Again, IMM cannot be a 64-bit value.  Loading a 64-bit value costs two 
slots.  Then you need to AND.  So, one alternative is to LSH 4 bits and 
then RSH 4 bits.

 From here on out, it's a little hard for me to follow the code.  I'm 
not sure how to solve that.

Incidentally, the DTv1 code has that implementation in terms of 
dtrace_[multiply|shift|add]_128 in dtrace_probe_ctx.c.  Did you decide 
not to go that route?  It's intended to be more general (multiply two 
different factors rather than squaring just one; shift by an arbitrary 
amount rather than a known 32), so it could be simplified a lot before 
implementing in BPF.

> +	BPFCODE(BPF_MOV_REG(accreg, medreg)) //simmilar nibble thing here
> +	BPFCODE(BPF_ALU64_IMM(BPF_AND, accreg, 0x00000000F0000000))
> +	BPFCODE(BPF_ALU64_IMM(BPF_RSH, accreg, 28))
> +	BPFCODE(BPF_ALU64_IMM(BPF_AND, medreg, 0xFFFFFFFF0FFFFFFF))
> +	// The values for 'O' are doubled to represent 'I' too.
> +	BPFCODE(BPF_ALU64_IMM(BPF_MUL, accreg, 2))
> +
> +	// Get the low value part from medreg and add it into lowreg
> +	BPFCODE(BPF_ALU64_REG(BPF_ADD, accreg, idxreg))
> +	BPFCODE(BPF_MOV_REG(idxreg, medreg))
> +	BPFCODE(BPF_ALU64_IMM(BPF_LSH, idxreg, 32))
> +	BPFCODE(BPF_ALU64_IMM(BPF_MUL, idxreg, 2)) // values for 'O' are doubled
> +	BPFCODE(BPF_ALU64_REG(BPF_ADD, lowreg, idxreg))
> +
> +	// Get that last possible high nibble from lowreg
> +	BPFCODE(BPF_MOV_REG(idxreg, lowreg))
> +	BPFCODE(BPF_ALU64_IMM(BPF_RSH, idxreg, 60))
> +	BPFCODE(BPF_ALU64_IMM(BPF_AND, lowreg, 0x0FFFFFFFFFFFFFFF))
> +
> +	// most significant nibble of the low half, + overflow above that nibble
> +	BPFCODE(BPF_ALU64_REG(BPF_ADD, accreg, idxreg))
> +	// Put the final nibble in place for the low half
> +	BPFCODE(BPF_MOV_REG(idxreg, accreg))
> +	BPFCODE(BPF_ALU64_IMM(BPF_AND, lowreg, 0xF))
> +	BPFCODE(BPF_ALU64_IMM(BPF_LSH, idxreg, 60))
> +	BPFCODE(BPF_ALU64_REG(BPF_ADD, lowreg, idxreg))
> +
> +	// Begin putting together the high half value
> +	BPFCODE(BPF_ALU64_IMM(BPF_RSH, accreg, 4))
> +	BPFCODE(BPF_MOV_REG(idxreg, medreg))
> +	BPFCODE(BPF_ALU64_IMM(BPF_RSH, idxreg, 32))
> +	BPFCODE(BPF_ALU64_IMM(BPF_MUL, idxreg, 2)) // values for 'O' are doubled
> +	BPFCODE(BPF_ALU64_REG(BPF_ADD, hi_reg, accreg))
> +	BPFCODE(BPF_ALU64_REG(BPF_ADD, hi_reg, idxreg))
> +
> +	// I might need to account for overflow from adding to the value
> +	// already in dreg location offset 24
> +	BPFCODE(BPF_XADD_REG(BPF_DW, dreg, 16, hi_reg))
> +	BPFCODE(BPF_XADD_REG(BPF_DW, dreg, 24, lowreg))
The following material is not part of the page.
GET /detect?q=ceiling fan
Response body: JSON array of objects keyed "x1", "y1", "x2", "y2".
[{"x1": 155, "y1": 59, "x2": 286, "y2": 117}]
Again, this XADD stuff makes sense for the std_impl() function, which is 
called twice, but the 128-bit square should perhaps be done only once, 
before std_impl() is called.

> +	dt_regset_free(drp, idxreg);
> +	dt_regset_free(drp, accreg);
> +	dt_regset_free(drp, hi_reg);
> +	dt_regset_free(drp, medreg);
> +	dt_regset_free(drp, lowreg);
> +
> +	TRACE_REGSET("            Impl: End  ");
> +}
> +
>   static void
>   dt_cg_agg_stddev(dt_pcb_t *pcb, dt_ident_t *aid, dt_node_t *dnp,
>   		 dt_irlist_t *dlp, dt_regset_t *drp)
>   {
>   	int	sz = 4 * sizeof(uint64_t);
>   
> -	TRACE_REGSET("    AggStd : Begin");
> +	TRACE_REGSET("    AggStddev : Begin");
>   
>   	if (aid->di_offset == -1)
>   		aid->di_offset = DT_CG_AGG_OFFSET(pcb, sz);
>   
> -	TRACE_REGSET("    AggStd : End  ");
> +	dt_cg_node(dnp->dn_aggfun->dn_args, dlp, drp);
> +	DT_CG_AGG_IMPL(aid, sz, dlp, drp, dt_cg_agg_stddev_impl,
> +		       dnp->dn_aggfun->dn_args->dn_reg);
> +	dt_regset_free(drp, dnp->dn_aggfun->dn_args->dn_reg);
> +
> +	TRACE_REGSET("    AggStddev : End  ");
> +}
I think Kris wants fixed width on the TRACE_REGSET label widths. So:  
"AggStd: End  " or something.  Same for Sum.  And the Begin will come 
after the aid->di_offset stuff.  Once the other aggregation functions 
have stabilized (I'm working on that), hopefully all this will become 
more clear.